Kerry Group is unlikely to succeed in a bid for the US flavours and fragrances group Bush Boake Allen at a price it is prepared…

Kerry Group is unlikely to succeed in a bid for the US flavours and fragrances group Bush Boake Allen at a price it is prepared to pay, ABN-Amro Stockbrokers has warned.

Last week, Kerry chief executive Mr Denis Brosnan confirmed that Kerry is in the early stages of due diligence on Bush Boake Allen but cautioned that there is no certainty that Kerry will move into the second phase of the bidding.

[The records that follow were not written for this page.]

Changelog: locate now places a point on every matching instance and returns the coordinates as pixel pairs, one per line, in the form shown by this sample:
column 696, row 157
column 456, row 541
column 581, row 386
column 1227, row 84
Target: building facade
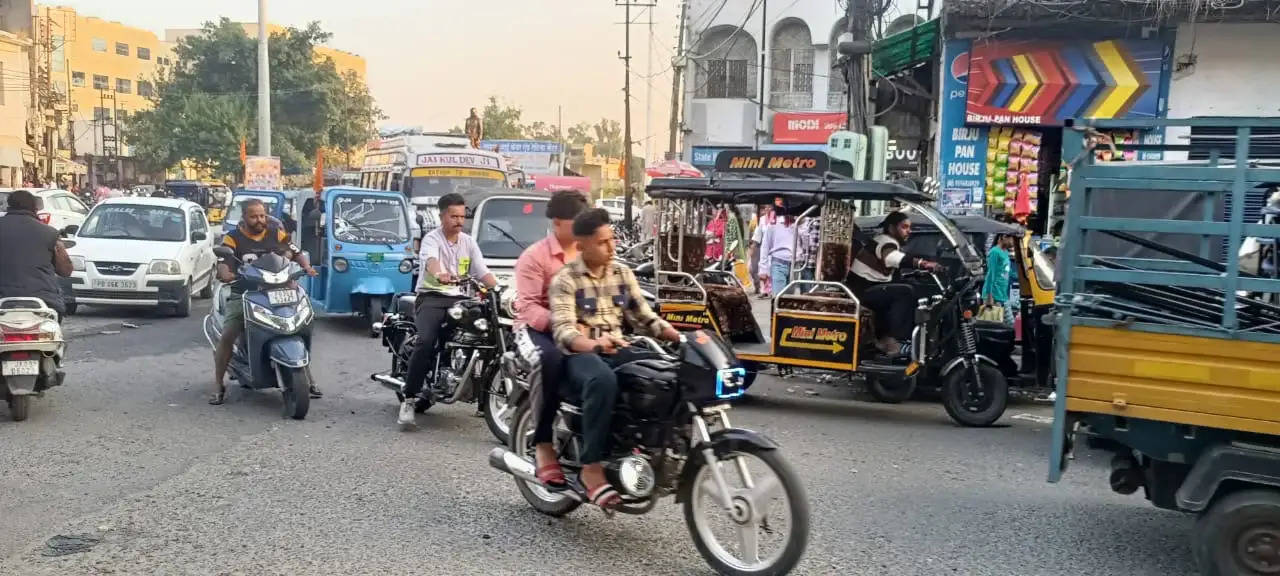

Now, ABN-Amro analyst Ms Rebecca Wood has warned that competition for Bush Boake Allen is expected to be high and that BBA's current high share price might lead Kerry to walk away from the bid. BBA is currently trading on some 29.6 times forecast current year earnings "which suggests that without a material bounce in profitability and the availability of substantial synergies the current share price may preclude a deal," says Ms Wood.

"Kerry is known to have walked away from acquisition opportunities on price grounds in the past and we would not be surprised if it were also to bypass this opportunity," she adds.

Following last week's interim results, the ABN-Amro analyst has revised her year-end target for the Kerry share price from €15 to €16.